In his concurring opinion in W. T. Grant, Mr. Justice Powell said that the court had withdrawn significantly from the principle that due process requires an adversary hearing prior to the deprivation. The four dissenters, as I read what they said, stuck by the "prior hearing” requirement of Fuentes.
North Georgia Finishing indicates to me that there can be a post-seizure hearing that will comport with due process even though the statute in that case did not so specifically provide. I had always thought, and perhaps this was my shortcoming, that a debtor could always intervene in a garnishment action and move for a dissolution hearing to submit evidence to show that the garnishment was legally insufficient. See Code Ann. §§ 81A-181, 81 A-124 (a).
In any event, I still do not know whether a preseizure hearing is required, or if a post-seizure hearing, reasonably held in a timely manner, will pass muster.
In the light of Sniadach, Fuentes, W. T. Grant, and North Georgia Finishing this member of the Supreme *711Court of Georgia still "acts largely in the dark.” Fuentes v. Shevin, 407 U. S. p. 93.
Mr. Justice Powell in W. T. Grant and North Georgia Finishing has reported the demise of the "pre-seizure hearing requirement in all circumstances” principle so clearly enunciated in Fuentes, but Mr.

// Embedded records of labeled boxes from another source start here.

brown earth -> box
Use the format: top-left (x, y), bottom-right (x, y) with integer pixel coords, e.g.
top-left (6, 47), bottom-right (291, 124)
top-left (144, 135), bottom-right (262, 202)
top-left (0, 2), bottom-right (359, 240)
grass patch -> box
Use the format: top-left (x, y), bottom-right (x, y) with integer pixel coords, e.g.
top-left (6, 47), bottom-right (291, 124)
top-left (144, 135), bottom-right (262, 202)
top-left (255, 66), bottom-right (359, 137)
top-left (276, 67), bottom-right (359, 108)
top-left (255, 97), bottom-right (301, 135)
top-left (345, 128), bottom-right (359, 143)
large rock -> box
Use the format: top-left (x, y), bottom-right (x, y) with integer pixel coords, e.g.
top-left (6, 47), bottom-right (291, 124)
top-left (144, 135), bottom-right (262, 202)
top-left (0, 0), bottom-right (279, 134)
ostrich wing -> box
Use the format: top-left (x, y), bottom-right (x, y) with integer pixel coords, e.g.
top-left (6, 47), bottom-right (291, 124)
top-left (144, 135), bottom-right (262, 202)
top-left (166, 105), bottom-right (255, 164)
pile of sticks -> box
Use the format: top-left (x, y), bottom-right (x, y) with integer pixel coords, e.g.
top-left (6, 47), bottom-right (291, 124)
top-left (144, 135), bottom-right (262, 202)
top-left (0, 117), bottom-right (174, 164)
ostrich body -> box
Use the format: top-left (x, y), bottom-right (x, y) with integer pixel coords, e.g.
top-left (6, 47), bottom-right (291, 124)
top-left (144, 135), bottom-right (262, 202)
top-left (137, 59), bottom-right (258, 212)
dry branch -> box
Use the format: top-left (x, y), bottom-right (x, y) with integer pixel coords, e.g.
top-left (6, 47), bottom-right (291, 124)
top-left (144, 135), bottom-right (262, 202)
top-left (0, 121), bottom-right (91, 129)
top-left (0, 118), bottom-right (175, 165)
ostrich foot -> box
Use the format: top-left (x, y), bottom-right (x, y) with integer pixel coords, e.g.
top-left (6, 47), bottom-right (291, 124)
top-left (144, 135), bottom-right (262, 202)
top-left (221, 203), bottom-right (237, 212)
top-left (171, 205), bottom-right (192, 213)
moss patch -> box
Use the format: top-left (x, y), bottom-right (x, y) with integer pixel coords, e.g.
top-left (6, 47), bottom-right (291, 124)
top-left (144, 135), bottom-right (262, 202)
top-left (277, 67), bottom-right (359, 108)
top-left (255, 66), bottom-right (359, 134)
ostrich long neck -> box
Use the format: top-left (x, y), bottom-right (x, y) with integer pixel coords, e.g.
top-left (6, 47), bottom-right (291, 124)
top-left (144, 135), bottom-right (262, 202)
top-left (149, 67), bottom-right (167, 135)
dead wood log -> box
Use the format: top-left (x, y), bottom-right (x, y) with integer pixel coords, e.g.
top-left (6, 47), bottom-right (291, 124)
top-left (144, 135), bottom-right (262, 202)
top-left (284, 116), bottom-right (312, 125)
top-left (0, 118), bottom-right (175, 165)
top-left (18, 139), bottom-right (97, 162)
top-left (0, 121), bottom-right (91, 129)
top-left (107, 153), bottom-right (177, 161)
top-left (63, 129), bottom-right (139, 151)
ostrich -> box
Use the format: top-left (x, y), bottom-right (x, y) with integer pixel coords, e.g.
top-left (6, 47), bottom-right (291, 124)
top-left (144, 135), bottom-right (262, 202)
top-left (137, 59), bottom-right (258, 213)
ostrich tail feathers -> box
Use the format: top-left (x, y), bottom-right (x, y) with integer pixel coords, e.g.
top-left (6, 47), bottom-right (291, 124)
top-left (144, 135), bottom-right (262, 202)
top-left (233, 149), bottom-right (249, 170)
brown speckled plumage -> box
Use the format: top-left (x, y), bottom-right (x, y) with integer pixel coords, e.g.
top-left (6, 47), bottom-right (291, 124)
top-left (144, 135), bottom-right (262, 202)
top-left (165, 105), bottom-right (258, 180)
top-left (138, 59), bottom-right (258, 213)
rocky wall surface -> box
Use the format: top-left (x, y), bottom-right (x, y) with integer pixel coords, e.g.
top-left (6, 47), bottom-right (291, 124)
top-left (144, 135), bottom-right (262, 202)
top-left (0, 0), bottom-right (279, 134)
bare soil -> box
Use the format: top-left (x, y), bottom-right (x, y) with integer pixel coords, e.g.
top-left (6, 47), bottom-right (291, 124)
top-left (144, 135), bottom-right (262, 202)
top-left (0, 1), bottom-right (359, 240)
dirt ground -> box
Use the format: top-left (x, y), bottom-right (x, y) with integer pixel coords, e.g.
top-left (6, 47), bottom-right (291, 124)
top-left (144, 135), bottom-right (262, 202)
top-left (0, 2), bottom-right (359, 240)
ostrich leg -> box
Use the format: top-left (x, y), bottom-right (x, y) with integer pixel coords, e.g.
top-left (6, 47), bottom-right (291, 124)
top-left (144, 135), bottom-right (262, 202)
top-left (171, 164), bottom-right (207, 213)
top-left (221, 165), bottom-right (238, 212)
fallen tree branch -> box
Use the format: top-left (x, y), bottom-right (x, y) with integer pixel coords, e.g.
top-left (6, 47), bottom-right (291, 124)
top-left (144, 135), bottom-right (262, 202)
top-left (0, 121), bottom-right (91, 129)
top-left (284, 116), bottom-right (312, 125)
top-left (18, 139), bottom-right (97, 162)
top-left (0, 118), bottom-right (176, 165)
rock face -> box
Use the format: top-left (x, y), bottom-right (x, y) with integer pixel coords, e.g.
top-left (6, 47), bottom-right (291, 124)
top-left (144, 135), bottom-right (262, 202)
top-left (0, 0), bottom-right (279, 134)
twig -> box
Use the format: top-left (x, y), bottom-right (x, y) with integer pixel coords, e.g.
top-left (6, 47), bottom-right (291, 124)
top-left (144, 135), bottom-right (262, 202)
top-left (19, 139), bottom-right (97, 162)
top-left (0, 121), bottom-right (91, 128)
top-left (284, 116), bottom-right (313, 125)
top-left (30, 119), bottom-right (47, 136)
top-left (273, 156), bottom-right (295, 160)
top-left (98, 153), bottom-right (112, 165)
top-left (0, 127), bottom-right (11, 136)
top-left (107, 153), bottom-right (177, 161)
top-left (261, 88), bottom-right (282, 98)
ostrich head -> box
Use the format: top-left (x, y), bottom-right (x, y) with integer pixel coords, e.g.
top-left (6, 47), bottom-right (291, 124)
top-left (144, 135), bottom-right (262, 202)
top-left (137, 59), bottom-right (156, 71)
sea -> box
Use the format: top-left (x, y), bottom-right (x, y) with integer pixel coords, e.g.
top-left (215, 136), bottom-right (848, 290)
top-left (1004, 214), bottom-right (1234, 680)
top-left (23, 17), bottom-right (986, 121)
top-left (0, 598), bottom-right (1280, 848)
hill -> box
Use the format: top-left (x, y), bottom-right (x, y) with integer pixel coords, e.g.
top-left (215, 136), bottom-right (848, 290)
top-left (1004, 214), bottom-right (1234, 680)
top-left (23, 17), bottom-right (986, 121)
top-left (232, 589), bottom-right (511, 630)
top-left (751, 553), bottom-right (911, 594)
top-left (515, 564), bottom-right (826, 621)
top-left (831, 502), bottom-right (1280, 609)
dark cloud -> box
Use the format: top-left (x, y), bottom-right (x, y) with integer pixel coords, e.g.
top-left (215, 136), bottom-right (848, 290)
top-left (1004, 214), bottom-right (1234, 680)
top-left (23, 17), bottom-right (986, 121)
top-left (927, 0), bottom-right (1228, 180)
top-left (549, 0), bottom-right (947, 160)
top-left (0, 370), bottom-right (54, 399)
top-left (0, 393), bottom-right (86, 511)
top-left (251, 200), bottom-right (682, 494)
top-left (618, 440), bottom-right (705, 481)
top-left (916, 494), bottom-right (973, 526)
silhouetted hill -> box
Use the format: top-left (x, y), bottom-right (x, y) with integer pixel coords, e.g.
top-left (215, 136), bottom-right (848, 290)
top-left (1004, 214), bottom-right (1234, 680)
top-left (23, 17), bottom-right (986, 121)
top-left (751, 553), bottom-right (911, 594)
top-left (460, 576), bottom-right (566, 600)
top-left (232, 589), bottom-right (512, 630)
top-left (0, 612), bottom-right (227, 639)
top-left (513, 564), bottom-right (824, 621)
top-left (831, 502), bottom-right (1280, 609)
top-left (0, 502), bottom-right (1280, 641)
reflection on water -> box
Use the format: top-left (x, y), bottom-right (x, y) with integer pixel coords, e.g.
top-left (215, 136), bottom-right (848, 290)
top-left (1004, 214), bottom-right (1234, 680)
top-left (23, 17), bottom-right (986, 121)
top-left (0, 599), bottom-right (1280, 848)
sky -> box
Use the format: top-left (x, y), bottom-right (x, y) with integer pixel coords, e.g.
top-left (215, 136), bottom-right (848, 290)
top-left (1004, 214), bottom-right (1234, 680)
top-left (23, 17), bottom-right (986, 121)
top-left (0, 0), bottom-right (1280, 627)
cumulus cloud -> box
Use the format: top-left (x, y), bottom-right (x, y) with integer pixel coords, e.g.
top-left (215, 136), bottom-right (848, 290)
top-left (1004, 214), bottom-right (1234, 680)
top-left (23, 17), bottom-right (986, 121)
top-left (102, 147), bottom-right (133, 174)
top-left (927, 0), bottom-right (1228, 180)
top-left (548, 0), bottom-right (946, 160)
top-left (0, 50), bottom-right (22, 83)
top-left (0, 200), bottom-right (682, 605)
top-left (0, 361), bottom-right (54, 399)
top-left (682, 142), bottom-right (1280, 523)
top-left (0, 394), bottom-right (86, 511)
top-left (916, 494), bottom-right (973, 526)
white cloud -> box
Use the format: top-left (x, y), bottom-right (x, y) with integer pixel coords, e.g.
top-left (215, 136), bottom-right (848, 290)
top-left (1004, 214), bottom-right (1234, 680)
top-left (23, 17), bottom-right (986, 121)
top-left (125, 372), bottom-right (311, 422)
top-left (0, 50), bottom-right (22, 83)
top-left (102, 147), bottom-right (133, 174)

Justice Stewart has said, in Mark Twain fashion, that the report of the demise of this principle is greatly exaggerated. See the concurring opinion of Mr. Justice Stewart in North Georgia Finishing, Inc. v. Di-Chem, Inc.
Since there was a post-seizure hearing in this case, held in a timely and reasonable manner, I conclude that the appellant was not deprived of due process of law. I concur in the judgment of affirmance.